Die Autohausgruppe Peter bewirbt sich mit ihrem neuen Skoda-Betrieb in Nordhausen um den Vertriebs Award 2015.
(Foto: Grimm)

Die Entscheidung, für Skoda in Nordhausen neu zu bauen, hat sich für die Peter-Gruppe als richtig erwiesen. „Ich würde das Haus wieder so errichten, auch in dieser Größe“, sagt Firmenchef Helmut Peter mit Nachdruck.
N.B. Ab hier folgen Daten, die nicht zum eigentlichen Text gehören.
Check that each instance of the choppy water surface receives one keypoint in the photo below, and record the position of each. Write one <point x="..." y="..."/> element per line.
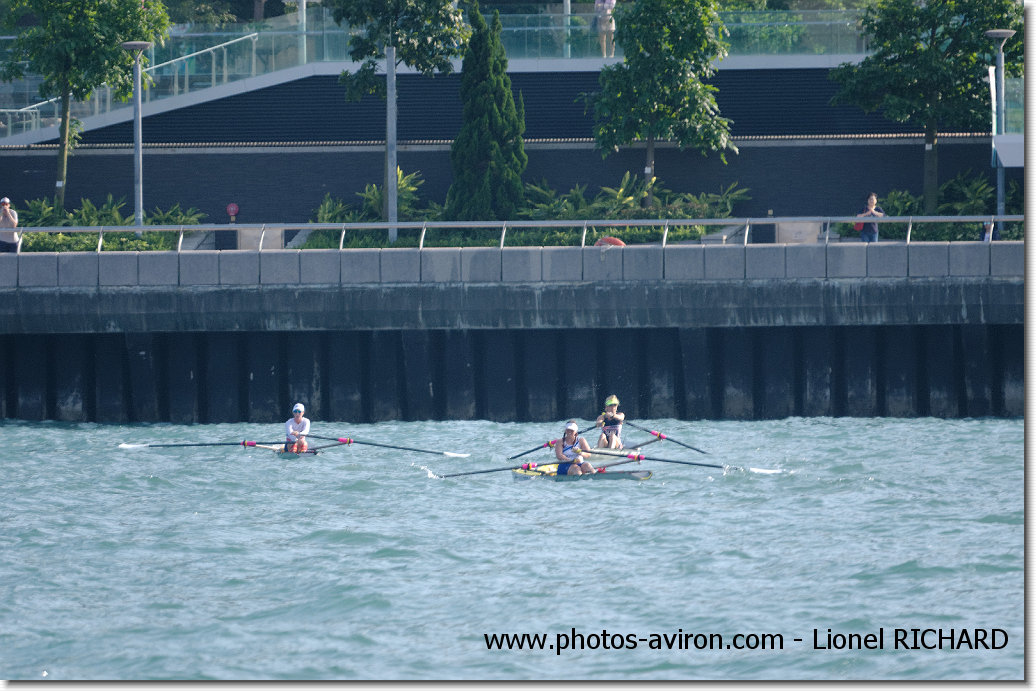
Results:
<point x="225" y="563"/>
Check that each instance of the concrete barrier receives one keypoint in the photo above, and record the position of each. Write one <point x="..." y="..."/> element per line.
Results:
<point x="805" y="261"/>
<point x="118" y="268"/>
<point x="159" y="268"/>
<point x="8" y="269"/>
<point x="887" y="259"/>
<point x="847" y="260"/>
<point x="77" y="268"/>
<point x="521" y="264"/>
<point x="365" y="266"/>
<point x="724" y="261"/>
<point x="928" y="259"/>
<point x="488" y="265"/>
<point x="480" y="264"/>
<point x="643" y="263"/>
<point x="200" y="267"/>
<point x="400" y="265"/>
<point x="1007" y="258"/>
<point x="238" y="267"/>
<point x="37" y="269"/>
<point x="765" y="261"/>
<point x="969" y="259"/>
<point x="280" y="266"/>
<point x="603" y="263"/>
<point x="440" y="265"/>
<point x="685" y="262"/>
<point x="563" y="264"/>
<point x="320" y="266"/>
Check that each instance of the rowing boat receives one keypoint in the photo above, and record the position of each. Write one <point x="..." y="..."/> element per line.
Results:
<point x="549" y="472"/>
<point x="291" y="455"/>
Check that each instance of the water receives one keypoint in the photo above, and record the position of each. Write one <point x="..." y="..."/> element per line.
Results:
<point x="225" y="563"/>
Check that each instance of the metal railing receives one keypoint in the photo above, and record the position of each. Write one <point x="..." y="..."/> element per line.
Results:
<point x="735" y="231"/>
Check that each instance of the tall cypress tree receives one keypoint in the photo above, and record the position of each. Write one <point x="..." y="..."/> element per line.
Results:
<point x="489" y="153"/>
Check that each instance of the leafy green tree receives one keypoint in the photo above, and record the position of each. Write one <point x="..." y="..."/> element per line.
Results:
<point x="488" y="154"/>
<point x="659" y="91"/>
<point x="76" y="47"/>
<point x="424" y="34"/>
<point x="929" y="67"/>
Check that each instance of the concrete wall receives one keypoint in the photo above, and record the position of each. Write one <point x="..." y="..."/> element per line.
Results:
<point x="714" y="332"/>
<point x="513" y="374"/>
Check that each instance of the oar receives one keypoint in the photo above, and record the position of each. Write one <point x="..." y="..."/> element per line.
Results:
<point x="528" y="466"/>
<point x="350" y="440"/>
<point x="664" y="436"/>
<point x="640" y="457"/>
<point x="547" y="443"/>
<point x="139" y="445"/>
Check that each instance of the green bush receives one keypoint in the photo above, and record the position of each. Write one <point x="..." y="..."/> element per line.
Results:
<point x="41" y="213"/>
<point x="966" y="195"/>
<point x="633" y="198"/>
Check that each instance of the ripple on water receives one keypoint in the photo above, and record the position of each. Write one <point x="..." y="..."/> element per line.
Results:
<point x="229" y="564"/>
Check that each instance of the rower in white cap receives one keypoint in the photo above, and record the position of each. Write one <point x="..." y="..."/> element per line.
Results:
<point x="297" y="428"/>
<point x="570" y="452"/>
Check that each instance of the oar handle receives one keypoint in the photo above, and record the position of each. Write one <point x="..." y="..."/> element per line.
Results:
<point x="661" y="435"/>
<point x="549" y="443"/>
<point x="352" y="440"/>
<point x="529" y="466"/>
<point x="640" y="457"/>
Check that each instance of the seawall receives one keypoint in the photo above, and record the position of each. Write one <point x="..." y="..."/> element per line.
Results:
<point x="527" y="334"/>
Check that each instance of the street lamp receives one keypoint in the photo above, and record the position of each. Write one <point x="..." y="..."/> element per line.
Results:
<point x="1002" y="35"/>
<point x="136" y="48"/>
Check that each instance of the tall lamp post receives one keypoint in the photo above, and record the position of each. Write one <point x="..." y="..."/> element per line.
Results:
<point x="137" y="48"/>
<point x="1002" y="35"/>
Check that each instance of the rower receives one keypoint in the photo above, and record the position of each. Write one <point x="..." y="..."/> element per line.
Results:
<point x="570" y="451"/>
<point x="297" y="428"/>
<point x="610" y="424"/>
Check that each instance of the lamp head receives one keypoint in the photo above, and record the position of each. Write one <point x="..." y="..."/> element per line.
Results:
<point x="997" y="34"/>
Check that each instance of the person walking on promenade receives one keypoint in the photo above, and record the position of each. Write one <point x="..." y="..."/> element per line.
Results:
<point x="8" y="220"/>
<point x="869" y="231"/>
<point x="297" y="428"/>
In der Tat wirkt die Skoda-Autowelt auf der Automeile der nordthüringischen Stadt mit ihren 38.000 Einwohnern imposant. Zugleich ist die Rechnung für die Peter-Gruppe aufgegangen: Mit der Marke Skoda ist sie auf Wachstumskurs. Steigende Fahrzeugverkäufe, stark sinkende Standzeiten im Gebrauchtwagenhandel, eine höhere Umsatzrendite und ein wachsender Marktanteil sprechen für sich.
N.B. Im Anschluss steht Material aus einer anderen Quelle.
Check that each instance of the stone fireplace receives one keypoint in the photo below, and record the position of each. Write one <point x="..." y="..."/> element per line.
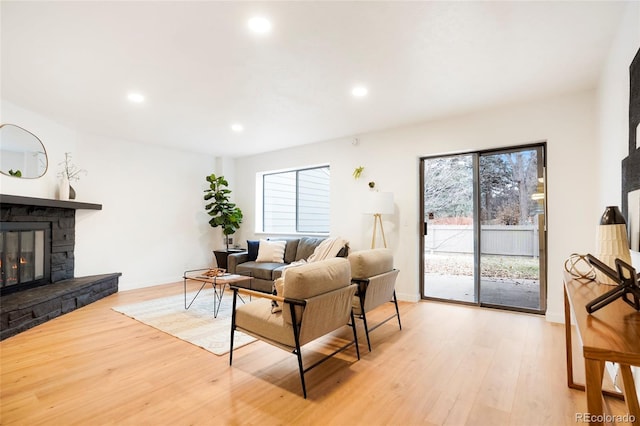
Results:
<point x="37" y="282"/>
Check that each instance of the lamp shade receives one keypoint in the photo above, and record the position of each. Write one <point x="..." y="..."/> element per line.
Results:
<point x="379" y="203"/>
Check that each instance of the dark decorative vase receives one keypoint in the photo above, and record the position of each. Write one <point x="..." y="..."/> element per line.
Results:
<point x="611" y="216"/>
<point x="612" y="241"/>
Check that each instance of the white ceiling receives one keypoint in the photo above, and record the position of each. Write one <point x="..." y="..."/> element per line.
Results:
<point x="201" y="70"/>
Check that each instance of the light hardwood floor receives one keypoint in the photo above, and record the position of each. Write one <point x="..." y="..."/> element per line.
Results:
<point x="450" y="364"/>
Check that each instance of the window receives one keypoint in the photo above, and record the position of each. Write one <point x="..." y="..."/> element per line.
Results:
<point x="296" y="201"/>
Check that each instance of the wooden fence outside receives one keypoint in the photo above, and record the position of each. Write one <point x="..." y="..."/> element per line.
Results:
<point x="506" y="240"/>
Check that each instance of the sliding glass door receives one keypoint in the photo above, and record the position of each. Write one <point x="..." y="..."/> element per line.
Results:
<point x="484" y="233"/>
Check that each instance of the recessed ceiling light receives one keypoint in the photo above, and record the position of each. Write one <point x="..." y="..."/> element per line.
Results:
<point x="259" y="24"/>
<point x="359" y="91"/>
<point x="135" y="97"/>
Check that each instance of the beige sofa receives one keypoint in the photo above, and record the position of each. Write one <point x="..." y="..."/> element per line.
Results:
<point x="265" y="273"/>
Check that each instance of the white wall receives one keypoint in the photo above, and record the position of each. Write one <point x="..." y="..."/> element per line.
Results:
<point x="613" y="108"/>
<point x="152" y="225"/>
<point x="613" y="119"/>
<point x="391" y="159"/>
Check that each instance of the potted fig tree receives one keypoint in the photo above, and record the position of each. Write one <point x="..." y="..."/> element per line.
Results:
<point x="223" y="212"/>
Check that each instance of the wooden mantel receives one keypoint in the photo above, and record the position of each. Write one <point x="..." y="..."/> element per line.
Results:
<point x="46" y="202"/>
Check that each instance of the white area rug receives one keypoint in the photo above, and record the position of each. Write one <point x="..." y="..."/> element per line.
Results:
<point x="195" y="325"/>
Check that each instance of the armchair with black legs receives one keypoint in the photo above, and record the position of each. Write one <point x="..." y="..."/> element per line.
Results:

Neubauten allein verkaufen noch keine Autos, dennoch lässt sich aus dem vor zwei Jahren neu errichteten Autohaus auf das Erfolgsrezept schließen. „Wir wollen mit der Mannschaft wie mit dem Neubau unsere Kunden begeistern und neue gewinnen – natürlich auch über Nordhausen hinaus“, erläutert Juniorchef Andreas Peter. Seiner Erfahrung nach spricht der Neubau tatsächlich ein anderes Klientel an als der alte Betrieb, den die Peter-Gruppe seit 2006 führte.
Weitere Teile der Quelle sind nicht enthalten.